Issue No.3: The required degree of the Hotel’s standard of care
The Court held that once the car owner who is also the guest of the hotel gave possession of the keys of his vehicle to the hotel management or valet, it is the duty of the hotel management to return the vehicle in a safe condition upon the direction of the vehicle owner as there automatically exists an implied contractual obligation on the hotel management upon getting the possession of the vehicle for the purpose of valet parking.
The Court held that the general rule under Chapter IX of the Indian Contract Act, 1872, bailment law is that in case goods are damaged or lost which is under the possession of a bailee (in this case the possession of the vehicle is under the hotel i.e., appellant), the bailee will be liable and the burden of proof is on the bailee and the bailee has to show that he had exercised reasonable care in respect of the bailed goods.
The Court further observed that the Hotel (Appellant) had not taken reasonable steps to ensure that the valet car keys which are in the possession of the hotel management were kept in a place out of the reach of third persons or outsiders and the cars were parked in a safe location or that there were adequate systems to verify the owner of the vehicle of a valet parked car. Hence, the Supreme Court held that the theft of the Sapan Dhawan’s (Respondent No.2) car was the result of the Hotel’s (Appellant) negligence.
Also, the Supreme Court relied on the case of Port Swettenham Authority v. T.W. Wu & Co. stated that Sections 151 and 152 of the Indian Contract Act 1872, do not distinguish between a gratuitous bailee and a bailee for reward.
Issue No.4: Exclusion of Hotel’s liability by contract
The court held that in a case of theft of a vehicle given by Respondent No.2 to the hotel (Appellant) for the purpose of valet parking, the hotel (Appellant) cannot be excluded from liability by arguing it was due to acts of third parties and it was beyond their control, or that they are protected by the exemption clause on the parking tag. Hence, the Supreme Court contended that the argument of the hotel (Appellant) on this count fails.
The Court further held that the hotel (Appellant) cannot contract out their liability for the negligence or that of its management/servants in respect of a vehicle of its guest in any circumstance. Once the hotel guest gives the possession of his vehicle to the hotel management or valet, there automatically exists an implied contractual obligation on the hotel to return the vehicle in a safe condition upon the direction of the vehicle owner.
The Court further held stated that even though there was a specific exemption clause mentioned on the parking tag, the hotel (Appellant) cannot exempt itself from its obligation under Section 151 and Section 152 of the Indian Contract Act, 1872. The hotel (Appellant) still had to prove that any loss or damage to the hotel’s guest property was not on account of its negligence.

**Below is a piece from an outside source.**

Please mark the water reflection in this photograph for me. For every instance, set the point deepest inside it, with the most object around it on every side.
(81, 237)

Thus, the Apex Court ordered that the liability should be affixed to the hotel (Appellant) due to wanting of the requisite care towards the car bailed to them. Consequently, the appeal filed by the hotel (Appellant) was dismissed accordingly.
The consumer complaint in consideration is maintainable before the Consumer Disputes Redressal Commission if it is filed by the insurer as a surrogate and along with the original owner as a co-complainant.
There is no precedent available in Indian case laws, therefore, this case will guide and act as a precedent to future lawyers and judges. This case also guides the way of using foreign judgments from common law jurisdictions.
This landmark case puts the obligation on the Hotel owners and operators to ensure the safety of the vehicle of the hotel guests which are transferred to the hotel management for the purpose of valet parking and hotel management should carefully re-evaluate their systems, processes, and procedures which they have adopted in order to discharge the Hotel’s obligations and duty of care when the Hotel accepts the Hotel guests’ cars for the purpose of valet parking.